Receiving data at the Ethernet 10BASE-T PHY layer
In last month's post, part of a series on my Niccle project, I talked about transmitting outgoing data at the Ethernet 10BASE-T PHY layer. In this post I'll talk about the other responsibility of the PHY layer: receiving incoming data. I recently added this functionality to the Niccle project in commit 1af91e3.
Table of Contents
Implementing the receive loop
At a high level the RX implementation follows a similar approach as the TX implementation in my previous post did: when an incoming packet arrives it triggers a GPIO interrupt, which in turn invokes a packet-receiving loop which is again handwritten in assembly code, using the ESP32-C6 chip's dedicated IO feature.
However, It turns out that writing a receive loop is a bit more challenging than it is to write an outgoing transmission loop, like I did in the last post.
-
As the receiver, we don't control the timing of the signal. Packets may arrive at any time, and have to align with the sender's chosen timing. This is different than on the TX side, where we control when we choose to transmit a packet, and where we can just start sending data at any time as long as we ensure that the emit a valid signal.

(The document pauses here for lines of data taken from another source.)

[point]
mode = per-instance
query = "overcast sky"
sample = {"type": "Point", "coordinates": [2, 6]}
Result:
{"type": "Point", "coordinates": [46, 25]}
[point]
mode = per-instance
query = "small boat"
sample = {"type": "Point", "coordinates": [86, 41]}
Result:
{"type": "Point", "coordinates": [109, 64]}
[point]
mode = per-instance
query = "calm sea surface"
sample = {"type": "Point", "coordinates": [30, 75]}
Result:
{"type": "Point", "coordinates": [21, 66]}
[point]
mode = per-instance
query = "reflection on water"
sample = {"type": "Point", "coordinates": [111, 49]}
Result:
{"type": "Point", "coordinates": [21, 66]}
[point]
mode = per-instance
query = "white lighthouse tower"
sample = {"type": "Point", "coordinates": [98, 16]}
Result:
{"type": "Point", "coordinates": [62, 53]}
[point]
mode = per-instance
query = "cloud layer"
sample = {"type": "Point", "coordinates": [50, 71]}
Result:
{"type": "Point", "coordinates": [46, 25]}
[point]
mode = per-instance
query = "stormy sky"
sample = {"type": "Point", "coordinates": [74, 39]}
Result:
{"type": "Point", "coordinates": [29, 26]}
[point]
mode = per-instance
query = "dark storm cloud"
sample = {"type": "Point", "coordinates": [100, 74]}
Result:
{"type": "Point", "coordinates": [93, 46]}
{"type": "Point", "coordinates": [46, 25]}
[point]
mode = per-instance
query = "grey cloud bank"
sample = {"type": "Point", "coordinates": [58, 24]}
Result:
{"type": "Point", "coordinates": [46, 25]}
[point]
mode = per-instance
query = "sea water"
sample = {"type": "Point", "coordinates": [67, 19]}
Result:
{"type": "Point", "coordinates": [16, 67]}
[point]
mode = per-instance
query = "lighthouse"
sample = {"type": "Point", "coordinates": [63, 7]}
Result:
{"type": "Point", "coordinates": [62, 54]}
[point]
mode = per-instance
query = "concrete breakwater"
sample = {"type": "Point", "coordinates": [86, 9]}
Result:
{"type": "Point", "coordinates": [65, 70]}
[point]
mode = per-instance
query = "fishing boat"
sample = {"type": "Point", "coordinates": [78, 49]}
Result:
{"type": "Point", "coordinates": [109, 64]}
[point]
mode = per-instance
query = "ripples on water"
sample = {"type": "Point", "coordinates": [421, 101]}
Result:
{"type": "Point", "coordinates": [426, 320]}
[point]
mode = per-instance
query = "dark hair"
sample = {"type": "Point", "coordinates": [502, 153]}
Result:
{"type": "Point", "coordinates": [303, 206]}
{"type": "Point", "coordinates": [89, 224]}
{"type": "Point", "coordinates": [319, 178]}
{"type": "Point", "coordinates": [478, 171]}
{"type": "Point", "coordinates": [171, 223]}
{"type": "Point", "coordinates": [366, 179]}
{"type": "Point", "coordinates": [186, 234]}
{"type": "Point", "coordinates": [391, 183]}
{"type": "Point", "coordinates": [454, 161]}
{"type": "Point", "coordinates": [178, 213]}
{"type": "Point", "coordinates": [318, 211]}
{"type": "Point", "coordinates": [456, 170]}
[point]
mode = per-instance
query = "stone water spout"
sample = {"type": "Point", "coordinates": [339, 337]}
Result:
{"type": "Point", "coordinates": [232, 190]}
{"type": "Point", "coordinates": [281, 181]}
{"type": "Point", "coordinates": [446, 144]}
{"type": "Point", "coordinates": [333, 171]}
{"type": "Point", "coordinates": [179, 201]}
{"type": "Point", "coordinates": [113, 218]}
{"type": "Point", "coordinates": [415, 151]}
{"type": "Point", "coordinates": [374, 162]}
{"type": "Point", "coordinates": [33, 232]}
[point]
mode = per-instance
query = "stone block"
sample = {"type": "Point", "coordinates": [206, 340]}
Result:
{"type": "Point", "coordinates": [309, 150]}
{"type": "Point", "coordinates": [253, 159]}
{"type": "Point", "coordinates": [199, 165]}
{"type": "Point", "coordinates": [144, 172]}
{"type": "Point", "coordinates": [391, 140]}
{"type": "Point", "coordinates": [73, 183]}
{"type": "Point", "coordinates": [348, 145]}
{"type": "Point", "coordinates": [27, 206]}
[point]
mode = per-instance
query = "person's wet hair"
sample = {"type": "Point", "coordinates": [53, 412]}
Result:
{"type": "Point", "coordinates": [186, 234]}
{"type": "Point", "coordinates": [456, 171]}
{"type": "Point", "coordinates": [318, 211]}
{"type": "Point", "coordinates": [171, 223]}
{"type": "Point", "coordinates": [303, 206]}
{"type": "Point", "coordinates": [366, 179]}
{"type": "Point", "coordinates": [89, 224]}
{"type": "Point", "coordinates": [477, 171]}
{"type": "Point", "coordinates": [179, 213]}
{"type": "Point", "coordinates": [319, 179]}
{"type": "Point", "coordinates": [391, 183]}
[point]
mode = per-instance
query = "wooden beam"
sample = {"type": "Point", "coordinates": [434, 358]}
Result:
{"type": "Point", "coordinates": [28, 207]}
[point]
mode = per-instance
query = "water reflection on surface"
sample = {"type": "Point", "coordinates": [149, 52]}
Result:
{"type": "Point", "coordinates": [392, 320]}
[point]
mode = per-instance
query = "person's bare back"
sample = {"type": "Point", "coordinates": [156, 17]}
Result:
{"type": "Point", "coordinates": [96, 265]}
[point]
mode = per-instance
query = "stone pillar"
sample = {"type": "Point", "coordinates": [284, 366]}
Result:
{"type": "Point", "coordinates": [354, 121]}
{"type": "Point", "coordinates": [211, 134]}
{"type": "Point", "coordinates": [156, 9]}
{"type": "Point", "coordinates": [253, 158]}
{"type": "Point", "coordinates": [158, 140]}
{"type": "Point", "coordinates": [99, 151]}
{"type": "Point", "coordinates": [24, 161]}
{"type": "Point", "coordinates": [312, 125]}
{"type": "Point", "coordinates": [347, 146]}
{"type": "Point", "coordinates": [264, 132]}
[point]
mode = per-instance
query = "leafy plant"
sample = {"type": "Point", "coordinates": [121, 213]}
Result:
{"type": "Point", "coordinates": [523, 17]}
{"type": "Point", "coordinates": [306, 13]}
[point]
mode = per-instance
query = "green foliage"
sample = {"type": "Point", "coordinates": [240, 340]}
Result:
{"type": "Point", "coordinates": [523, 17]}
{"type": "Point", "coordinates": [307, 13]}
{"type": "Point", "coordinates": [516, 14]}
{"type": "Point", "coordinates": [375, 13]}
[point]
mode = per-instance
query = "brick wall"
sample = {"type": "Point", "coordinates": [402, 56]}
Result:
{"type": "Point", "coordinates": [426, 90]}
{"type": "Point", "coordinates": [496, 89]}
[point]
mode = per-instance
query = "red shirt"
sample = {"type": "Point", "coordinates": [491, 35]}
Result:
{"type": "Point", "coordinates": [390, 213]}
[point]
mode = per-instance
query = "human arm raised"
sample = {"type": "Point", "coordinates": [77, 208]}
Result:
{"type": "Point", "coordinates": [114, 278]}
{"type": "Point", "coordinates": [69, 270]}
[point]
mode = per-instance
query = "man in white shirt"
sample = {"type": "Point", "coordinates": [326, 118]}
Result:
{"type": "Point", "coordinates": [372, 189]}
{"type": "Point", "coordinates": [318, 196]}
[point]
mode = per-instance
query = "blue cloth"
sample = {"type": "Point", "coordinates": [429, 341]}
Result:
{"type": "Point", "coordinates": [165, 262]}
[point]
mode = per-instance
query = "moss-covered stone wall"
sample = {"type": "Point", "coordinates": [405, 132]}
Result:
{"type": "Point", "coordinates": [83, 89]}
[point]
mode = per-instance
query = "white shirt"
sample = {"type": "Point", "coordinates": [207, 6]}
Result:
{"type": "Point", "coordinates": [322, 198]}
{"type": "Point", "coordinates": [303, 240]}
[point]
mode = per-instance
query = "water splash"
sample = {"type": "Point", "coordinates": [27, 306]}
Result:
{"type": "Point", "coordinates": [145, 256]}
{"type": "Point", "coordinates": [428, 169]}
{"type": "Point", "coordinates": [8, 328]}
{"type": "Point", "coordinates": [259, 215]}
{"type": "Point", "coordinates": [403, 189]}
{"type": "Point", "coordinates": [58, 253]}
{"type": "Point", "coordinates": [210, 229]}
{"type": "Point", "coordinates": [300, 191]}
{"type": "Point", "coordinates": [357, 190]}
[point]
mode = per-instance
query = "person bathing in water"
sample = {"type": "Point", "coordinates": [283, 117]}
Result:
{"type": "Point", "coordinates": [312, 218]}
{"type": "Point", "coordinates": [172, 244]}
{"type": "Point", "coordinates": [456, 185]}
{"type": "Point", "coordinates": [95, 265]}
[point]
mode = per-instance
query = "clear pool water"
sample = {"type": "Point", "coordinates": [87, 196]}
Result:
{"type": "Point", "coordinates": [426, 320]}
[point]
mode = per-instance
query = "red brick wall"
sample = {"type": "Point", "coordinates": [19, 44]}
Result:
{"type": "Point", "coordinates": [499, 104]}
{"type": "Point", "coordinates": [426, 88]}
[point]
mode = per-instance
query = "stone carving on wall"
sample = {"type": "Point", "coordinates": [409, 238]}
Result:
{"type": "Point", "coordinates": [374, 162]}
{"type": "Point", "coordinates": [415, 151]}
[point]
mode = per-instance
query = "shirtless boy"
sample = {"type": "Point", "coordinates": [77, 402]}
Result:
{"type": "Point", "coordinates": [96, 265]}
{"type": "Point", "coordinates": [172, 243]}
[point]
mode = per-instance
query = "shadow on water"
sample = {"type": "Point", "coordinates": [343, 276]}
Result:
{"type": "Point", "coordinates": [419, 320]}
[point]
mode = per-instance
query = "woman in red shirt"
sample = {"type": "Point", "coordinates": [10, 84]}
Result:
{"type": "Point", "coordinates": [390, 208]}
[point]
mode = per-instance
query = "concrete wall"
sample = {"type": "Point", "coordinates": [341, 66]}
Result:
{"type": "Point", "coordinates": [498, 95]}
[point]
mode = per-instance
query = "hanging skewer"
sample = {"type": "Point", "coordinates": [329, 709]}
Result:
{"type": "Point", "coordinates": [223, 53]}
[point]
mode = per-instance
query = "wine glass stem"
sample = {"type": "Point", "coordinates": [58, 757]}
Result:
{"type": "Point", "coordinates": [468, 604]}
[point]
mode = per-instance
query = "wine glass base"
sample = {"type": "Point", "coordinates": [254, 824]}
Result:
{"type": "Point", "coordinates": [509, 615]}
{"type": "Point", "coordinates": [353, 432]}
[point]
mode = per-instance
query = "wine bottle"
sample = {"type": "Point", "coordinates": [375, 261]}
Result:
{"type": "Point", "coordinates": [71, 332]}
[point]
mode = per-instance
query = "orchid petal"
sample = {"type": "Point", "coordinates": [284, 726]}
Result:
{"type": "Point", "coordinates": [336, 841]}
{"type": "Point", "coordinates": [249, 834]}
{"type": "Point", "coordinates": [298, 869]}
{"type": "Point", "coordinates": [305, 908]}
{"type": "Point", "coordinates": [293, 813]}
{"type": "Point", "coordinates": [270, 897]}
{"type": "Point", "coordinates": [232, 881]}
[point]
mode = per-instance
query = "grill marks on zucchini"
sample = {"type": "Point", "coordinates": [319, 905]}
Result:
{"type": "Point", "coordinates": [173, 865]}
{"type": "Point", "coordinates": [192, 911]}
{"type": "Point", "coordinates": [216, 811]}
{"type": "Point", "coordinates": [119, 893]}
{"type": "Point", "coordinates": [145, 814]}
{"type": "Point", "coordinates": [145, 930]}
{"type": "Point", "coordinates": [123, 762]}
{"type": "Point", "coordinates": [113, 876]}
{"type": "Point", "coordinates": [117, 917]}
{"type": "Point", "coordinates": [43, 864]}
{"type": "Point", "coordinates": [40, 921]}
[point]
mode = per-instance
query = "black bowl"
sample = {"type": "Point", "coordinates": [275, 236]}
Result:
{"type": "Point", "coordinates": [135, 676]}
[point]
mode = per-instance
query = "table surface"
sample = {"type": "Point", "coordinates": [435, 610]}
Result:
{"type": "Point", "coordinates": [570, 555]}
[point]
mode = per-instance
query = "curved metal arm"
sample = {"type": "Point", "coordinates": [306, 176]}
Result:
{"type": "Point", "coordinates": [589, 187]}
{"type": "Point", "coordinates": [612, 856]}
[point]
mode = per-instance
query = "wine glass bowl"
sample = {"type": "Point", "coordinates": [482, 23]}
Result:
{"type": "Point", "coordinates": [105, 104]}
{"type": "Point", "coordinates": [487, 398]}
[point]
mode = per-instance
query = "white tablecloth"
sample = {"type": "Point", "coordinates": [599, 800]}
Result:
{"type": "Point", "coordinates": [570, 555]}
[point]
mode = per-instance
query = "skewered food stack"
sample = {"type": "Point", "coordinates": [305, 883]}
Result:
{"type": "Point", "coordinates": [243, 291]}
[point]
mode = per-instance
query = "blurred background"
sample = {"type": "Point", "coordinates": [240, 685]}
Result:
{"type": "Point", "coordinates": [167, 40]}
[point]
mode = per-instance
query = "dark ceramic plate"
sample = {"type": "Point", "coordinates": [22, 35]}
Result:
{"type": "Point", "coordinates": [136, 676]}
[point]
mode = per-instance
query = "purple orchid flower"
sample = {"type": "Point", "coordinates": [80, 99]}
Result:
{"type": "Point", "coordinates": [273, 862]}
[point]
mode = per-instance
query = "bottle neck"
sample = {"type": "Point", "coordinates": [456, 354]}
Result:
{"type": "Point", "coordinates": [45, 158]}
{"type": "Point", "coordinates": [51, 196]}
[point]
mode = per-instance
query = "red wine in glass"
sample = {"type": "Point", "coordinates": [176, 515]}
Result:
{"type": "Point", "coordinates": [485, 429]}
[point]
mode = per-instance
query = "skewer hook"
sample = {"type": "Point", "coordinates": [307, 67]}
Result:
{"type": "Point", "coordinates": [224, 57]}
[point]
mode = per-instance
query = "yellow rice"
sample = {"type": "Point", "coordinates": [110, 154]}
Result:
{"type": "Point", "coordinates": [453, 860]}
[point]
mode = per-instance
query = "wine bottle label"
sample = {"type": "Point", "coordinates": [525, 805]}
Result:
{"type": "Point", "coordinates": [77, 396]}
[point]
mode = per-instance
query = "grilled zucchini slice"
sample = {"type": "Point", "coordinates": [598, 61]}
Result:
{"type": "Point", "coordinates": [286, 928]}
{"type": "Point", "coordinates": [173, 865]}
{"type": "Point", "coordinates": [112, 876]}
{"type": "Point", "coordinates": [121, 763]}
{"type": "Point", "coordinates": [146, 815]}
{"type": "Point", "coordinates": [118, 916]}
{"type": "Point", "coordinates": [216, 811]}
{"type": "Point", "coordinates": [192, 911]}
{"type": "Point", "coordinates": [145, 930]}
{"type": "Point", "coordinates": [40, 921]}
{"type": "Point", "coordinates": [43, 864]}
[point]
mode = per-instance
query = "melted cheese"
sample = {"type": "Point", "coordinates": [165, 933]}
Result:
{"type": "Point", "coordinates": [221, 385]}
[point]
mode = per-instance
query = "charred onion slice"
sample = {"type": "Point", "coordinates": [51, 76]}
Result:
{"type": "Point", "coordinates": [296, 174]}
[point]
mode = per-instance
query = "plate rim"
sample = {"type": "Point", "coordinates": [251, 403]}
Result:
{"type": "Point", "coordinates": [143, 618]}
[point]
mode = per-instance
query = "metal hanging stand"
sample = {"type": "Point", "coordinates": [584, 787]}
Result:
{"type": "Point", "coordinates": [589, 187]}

On the RX side we must use an approach that starts sampling at just the right point in time and that samples at just the right frequency, in order to be able to reconstruct the data signal.
-
Receiving incoming data involves a few more steps, compared to transmitting outgoing data. When we're transmitting outgoing data, we simply have to load the next byte of data, output 8 bit symbols, check if there are more bytes of data, and repeat.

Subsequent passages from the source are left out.